This repository contains a C++ code for simulating a reduced model of the initial dynamics of when a drop of liquid impacts a horizontal surface. In particular it can be used to explore the effects of liquid viscosity on this process. It supports the following scientific publication:
- Shruti Mishra, Shmuel M. Rubinstein, and Chris H. Rycroft, Computing the viscous effect in early drop impact dynamics, J. Fluid Mech 945, A13 (2022). doi:10.1017/jfm.2022.445. arXiv:2108.11497.
Understanding how liquid drops impact and splash on contact with solid surfaces has been the subject of scientific research for over a century. Experiments performed by Worthington in 1877 demonstrated the wide variety of patterns formed by drops falling on a plate, even before the invention a flash photography [1]. Since then, drop impact has been the subject of a wide range of theoretical, computational, and experimental studies [2].
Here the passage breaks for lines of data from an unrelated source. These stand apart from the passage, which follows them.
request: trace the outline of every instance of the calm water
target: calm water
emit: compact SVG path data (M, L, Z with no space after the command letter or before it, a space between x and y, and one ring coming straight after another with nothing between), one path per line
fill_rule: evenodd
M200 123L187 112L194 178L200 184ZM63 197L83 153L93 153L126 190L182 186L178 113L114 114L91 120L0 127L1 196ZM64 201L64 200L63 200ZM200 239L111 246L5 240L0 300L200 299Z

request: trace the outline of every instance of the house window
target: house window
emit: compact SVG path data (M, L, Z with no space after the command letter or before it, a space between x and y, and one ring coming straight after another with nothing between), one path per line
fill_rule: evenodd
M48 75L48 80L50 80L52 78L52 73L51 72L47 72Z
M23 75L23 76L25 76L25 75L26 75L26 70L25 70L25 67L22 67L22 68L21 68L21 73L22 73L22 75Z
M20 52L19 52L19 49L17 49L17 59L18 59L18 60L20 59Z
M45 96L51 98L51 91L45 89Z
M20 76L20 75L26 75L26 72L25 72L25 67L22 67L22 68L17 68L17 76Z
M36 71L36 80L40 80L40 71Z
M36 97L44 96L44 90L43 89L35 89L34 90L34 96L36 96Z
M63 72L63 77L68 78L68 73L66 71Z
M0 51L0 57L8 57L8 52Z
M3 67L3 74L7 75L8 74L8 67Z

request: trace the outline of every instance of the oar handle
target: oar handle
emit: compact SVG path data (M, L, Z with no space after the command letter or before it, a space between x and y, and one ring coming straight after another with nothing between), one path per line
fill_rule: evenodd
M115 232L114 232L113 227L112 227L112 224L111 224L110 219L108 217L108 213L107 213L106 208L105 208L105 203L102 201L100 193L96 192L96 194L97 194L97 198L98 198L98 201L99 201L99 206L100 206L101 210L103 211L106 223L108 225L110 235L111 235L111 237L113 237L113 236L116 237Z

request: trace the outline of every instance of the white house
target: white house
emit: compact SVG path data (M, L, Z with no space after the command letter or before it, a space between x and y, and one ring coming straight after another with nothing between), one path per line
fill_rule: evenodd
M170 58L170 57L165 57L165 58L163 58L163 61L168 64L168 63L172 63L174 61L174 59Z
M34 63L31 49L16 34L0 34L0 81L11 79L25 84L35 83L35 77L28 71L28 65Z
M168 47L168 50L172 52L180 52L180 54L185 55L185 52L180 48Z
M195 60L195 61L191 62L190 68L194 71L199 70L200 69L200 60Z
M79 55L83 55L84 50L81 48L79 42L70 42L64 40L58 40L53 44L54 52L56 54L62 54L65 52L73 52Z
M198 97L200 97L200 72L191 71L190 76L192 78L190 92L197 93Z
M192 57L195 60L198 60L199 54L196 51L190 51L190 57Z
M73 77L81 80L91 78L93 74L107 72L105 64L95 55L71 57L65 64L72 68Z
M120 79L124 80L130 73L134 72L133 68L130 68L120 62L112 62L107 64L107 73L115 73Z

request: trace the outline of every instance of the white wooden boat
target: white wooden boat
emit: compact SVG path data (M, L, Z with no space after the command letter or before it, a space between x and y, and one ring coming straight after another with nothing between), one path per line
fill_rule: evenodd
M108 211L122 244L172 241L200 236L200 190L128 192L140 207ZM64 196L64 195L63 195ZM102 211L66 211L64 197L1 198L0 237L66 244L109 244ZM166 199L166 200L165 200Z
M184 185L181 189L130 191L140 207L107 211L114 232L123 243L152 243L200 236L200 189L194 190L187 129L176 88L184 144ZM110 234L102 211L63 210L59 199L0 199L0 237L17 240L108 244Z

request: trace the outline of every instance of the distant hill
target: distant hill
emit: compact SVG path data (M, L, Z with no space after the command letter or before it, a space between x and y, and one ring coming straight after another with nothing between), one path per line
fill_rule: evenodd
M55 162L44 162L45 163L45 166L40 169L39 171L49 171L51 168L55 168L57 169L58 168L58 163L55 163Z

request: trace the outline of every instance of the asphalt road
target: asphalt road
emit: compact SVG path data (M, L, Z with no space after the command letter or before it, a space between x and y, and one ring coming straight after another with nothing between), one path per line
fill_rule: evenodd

In this project we studied the early-time dynamics of a liquid drop as it first approaches the solid surface. The drop decelerates and deforms, creating a dimple of trapped gas. The drop then spreads outward, forming a thin gas layer between the surface and the liquid, with thickness on order of 200 nm. The early-time dynamics and formation of this layer have been analyzed by coupling a one-dimensional model for the gas layer height to a two-dimensional liquid model [3,4]. Since liquid viscosity was assumed not to be important, on the scales of interest, potential flow theory was used to simulate the liquid domain. This considerably simplifies the analysis since entire two-dimensional flow can be determined via fields described only on the one-dimensional interface.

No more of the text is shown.